Thomas Sowell on why taxing rich & government intervention doesn’t work
As unemployment rose to 9 percent on Friday, some scratched their heads and looked to Washington for answers.
However, on Thursday night’s “America’s Nightly Scoreboard” on the Fox Business Network, economist Thomas Sowell, the Rose and Milton Friedman senior fellow on public policy at Stanford University’s Hoover Institution and author of “Economic Facts and Fallacies,” explained why Washington doesn’t have the answer. FBN host David Asman listed symptoms of the sluggish economy, and Sowell explained why government intervention wasn’t the solution in each case.
On how government intervention in housing has messed up the market:
“A couple of ways. One in lots of localities of which northern California is just one, local government intervention has prevented housing from being built. Obviously when you cut back on the supply while the demand is growing, prices go up through the roof. Then the national politicians seen that these little pockets of extremely high prices here and there decide it’s a national problem and therefore they must intervene,” Sowell said.
“Now, the hard data say the very opposite of what the politicians are showing. What the market shows is that where the government has very little intervention, places like Houston and Dallas, the housing prices are a fraction of what they are for exactly the same kind of house in a place like San Francisco where there’s massive government intervention. So, the government is not necessary to bring down the housing costs – government are what drive up the housing costs.”

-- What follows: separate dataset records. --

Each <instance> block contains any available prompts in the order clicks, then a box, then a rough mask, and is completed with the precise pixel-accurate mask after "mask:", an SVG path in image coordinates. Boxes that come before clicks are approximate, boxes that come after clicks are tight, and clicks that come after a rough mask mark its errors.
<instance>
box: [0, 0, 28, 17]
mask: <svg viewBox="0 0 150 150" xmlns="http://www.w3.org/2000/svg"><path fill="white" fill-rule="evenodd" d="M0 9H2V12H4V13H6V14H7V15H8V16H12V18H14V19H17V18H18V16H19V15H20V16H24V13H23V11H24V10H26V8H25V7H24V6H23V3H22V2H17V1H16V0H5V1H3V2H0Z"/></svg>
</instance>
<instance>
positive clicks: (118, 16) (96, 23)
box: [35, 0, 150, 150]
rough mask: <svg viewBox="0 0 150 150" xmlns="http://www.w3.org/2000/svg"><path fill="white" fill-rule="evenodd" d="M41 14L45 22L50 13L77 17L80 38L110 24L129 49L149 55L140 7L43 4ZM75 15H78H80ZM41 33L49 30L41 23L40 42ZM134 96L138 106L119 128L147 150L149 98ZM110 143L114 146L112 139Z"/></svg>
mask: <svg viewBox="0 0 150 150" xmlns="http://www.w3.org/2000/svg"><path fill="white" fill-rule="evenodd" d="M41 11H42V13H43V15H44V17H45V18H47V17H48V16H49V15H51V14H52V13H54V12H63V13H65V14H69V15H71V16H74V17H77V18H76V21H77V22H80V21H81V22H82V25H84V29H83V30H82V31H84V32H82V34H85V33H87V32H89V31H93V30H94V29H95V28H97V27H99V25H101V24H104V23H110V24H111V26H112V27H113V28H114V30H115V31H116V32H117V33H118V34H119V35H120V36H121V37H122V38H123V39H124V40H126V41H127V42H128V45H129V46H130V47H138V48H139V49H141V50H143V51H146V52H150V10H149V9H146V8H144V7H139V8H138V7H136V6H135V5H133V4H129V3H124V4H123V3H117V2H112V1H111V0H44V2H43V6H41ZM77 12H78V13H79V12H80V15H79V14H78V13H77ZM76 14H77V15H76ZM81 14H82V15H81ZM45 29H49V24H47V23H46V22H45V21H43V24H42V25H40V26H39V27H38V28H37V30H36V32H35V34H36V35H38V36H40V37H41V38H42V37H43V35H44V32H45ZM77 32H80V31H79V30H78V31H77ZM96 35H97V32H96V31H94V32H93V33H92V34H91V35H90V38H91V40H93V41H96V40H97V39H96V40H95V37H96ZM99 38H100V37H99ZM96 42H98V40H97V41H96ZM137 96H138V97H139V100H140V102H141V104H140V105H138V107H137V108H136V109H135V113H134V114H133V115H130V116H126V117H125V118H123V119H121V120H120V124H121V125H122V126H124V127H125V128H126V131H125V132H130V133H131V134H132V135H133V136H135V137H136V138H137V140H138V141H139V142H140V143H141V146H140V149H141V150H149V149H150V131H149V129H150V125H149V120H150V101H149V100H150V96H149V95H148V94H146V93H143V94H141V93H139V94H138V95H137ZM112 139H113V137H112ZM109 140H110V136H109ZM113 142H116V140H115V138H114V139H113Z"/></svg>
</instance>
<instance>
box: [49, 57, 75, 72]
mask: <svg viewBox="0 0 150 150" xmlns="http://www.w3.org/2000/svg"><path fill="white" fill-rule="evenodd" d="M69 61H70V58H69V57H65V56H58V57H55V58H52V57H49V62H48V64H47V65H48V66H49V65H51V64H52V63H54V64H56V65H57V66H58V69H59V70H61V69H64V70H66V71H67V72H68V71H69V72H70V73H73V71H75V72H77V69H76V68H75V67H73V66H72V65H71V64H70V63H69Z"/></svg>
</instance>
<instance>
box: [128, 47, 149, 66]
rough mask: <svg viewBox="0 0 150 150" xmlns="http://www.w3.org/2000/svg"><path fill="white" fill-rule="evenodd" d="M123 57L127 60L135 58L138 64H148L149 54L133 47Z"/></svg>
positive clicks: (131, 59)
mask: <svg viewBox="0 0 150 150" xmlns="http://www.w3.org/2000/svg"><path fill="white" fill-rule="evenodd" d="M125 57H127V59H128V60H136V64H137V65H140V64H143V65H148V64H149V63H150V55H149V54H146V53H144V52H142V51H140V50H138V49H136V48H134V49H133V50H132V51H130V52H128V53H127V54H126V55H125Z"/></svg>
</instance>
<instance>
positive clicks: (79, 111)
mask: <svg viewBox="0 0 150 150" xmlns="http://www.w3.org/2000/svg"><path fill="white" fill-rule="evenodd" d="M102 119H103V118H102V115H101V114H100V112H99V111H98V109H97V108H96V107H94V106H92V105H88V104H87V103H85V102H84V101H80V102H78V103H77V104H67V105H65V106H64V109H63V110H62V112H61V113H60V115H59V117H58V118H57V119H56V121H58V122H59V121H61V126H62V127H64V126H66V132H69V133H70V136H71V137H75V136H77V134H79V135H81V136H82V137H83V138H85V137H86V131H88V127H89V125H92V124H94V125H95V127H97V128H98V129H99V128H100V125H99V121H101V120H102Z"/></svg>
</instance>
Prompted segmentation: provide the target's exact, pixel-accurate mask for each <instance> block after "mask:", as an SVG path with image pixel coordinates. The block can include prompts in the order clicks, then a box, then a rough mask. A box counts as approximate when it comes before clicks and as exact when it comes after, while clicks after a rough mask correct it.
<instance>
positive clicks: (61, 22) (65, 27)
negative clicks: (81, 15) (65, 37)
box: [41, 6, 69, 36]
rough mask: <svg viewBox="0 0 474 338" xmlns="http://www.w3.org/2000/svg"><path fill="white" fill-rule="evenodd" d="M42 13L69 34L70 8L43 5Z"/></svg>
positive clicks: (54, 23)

On taxing the rich to achieve economic prosperity:
“No. They’re rich are really a distraction and a red herring. And looking back at the actual taxes actually paid by people in high income brackets, it makes much less difference to them than it does to the economy because when the tax rates go very high, they simply put their money into the tax-exempt securities while they send the money overseas where it’ll create jobs in other countries. So that’s what hurts the economy. The rich themselves are seldom hurt by that and often when you bring down the tax rate — the start of 1920s, also under Kennedy and Reagan, and then later, George W. Bush — as we bring down the tax rate, they take their money out of the tax shelters, they bring their money home, back home from abroad and you create more jobs. But of course, and it’s not that the liberals don’t understand this, at least some of them, is that they understand that talking about tax cuts for the rich brings in votes for the politicians, even if it doesn’t bring in any revenue for the government,” Sowell said.